Gun rights advocates have pointed out that the Bureau of Alcohol, Tobacco, Firearms, and Explosives has determined in at least two separate instances that bump stocks are legal under existing federal statutes. This depends on whether “they mechanically alter the function of the firearm to fire fully automatic,” according to ATF special agent Jill A. Snyder at a press conference last week. “Bump fire stocks, while simulating automatic fire, do not actually alter the firearm to fire automatically, making them legal under current federal law.”
Bump stocks use the recoil of the rifle to increase the rate of fire instead of using a mechanism to cause the repeated firing. According to Slide Fire’s website, “The user generates a forward activation force” so that “the trigger collides with the stabilized finger, stimulating the first round of ammunition in the receiver.” Slide Fire goes on to declare, “A recoil force from the discharging ammunition pushes the firing unit rearwardly so that the trigger separates from the stabilized finger.”
Whether or not bump stocks are contemplated by the PLCAA, which indemnifies manufacturers of guns and ammunition as well as “a component part of a firearm or ammunition” from litigation. However, PLCCA includes several exceptions, including negligence. The Las Vegas lawsuit is claiming negligence.
A 2010 letter from the ATF to Slide Fire refers to a letter the company sent in which it argues that its bump stock “is intended to assist persons whose hands have limited mobility.” In the court filing in Las Vegas, the above statement is paired with remarks made by Slide Fire founder Jeremiah Cottle that bump stocks were for “people like me [who] love full auto,” referring to automatic weapons. “Plaintiffs are unaware of any measures taken by Slide Fire to ensure that bump stocks would only be sold to persons whose hands had limited mobility, or to even see if persons buying bump stocks who were not limited in mobility had any legitimate reason to buy them,” the lawsuit argues.

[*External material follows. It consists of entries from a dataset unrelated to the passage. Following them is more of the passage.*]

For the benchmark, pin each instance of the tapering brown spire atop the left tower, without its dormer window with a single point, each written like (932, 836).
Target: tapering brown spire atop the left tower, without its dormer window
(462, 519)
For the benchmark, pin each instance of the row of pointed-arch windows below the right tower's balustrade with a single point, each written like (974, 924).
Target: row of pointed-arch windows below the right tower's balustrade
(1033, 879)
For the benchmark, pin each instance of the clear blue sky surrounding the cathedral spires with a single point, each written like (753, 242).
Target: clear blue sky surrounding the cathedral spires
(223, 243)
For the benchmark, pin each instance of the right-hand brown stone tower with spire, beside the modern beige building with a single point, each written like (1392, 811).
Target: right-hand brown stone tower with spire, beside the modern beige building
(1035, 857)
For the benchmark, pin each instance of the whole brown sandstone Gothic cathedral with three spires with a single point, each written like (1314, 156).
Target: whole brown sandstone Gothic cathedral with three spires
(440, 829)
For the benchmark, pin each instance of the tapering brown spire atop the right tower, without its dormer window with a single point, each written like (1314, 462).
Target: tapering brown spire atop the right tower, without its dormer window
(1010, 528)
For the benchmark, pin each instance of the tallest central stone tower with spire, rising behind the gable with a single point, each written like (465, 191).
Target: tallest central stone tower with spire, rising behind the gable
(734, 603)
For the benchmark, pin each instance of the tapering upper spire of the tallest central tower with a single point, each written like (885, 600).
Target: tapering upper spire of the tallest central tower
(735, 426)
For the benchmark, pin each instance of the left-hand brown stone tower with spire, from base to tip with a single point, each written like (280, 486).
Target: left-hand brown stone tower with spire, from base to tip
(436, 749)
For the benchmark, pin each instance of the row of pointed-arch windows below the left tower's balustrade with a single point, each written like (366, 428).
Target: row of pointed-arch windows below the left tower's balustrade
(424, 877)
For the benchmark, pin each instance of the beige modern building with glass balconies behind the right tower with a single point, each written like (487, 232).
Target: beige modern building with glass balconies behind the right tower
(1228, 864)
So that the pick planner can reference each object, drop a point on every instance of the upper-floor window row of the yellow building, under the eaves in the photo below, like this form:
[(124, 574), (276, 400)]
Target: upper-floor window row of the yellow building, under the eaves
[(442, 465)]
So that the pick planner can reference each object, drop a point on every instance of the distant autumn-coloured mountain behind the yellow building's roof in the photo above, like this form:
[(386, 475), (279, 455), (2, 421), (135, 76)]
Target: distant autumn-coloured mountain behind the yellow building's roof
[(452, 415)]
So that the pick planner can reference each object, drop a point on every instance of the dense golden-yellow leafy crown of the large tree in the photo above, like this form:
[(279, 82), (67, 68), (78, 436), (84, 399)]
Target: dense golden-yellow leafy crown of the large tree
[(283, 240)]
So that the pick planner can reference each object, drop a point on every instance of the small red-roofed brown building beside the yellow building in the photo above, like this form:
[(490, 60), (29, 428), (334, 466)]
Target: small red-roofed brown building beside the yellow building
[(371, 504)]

Attorney Avery W. Gardiner of the Brady center said she doesn’t believe PLCAA will protect bump stock manufacturers. “PLCAA covers firearms and ammunition,” she said. “A bump stock is not a firearm and it is not ammunition. It does not qualify for immunity. I would be surprised if the defendants didn’t try to make a PLCAA argument, but they will not win.” She also pointed out the letter sent by the ATF in 2010, which specifically states that the bump stock “is a firearm part and is not regulated as a firearm.”
Gardiner said,“We need to know more about who made, marketed, and sold these devices. It’s not just about makers. We want to know who sold the bump stocks to the Las Vegas shooter.” She said that she believes that defendants in the Las Vegas lawsuit will seek to have the case dismissed.
While Slide Fire is the only company named in the lawsuit, the complaint also refers to unnamed, “Doe” and “Roe” manufacturers and retailers. Slide Fire holds a variety of patents related to the bump stock and has sued competitors in the past for infringement.
The National Rifle Association has said that “devices designed to allow semi-automatic rifles to function like fully-automatic rifles should be subject to additional regulations.” A bill has been introduced in the House of Representatives to ban bump stocks entirely.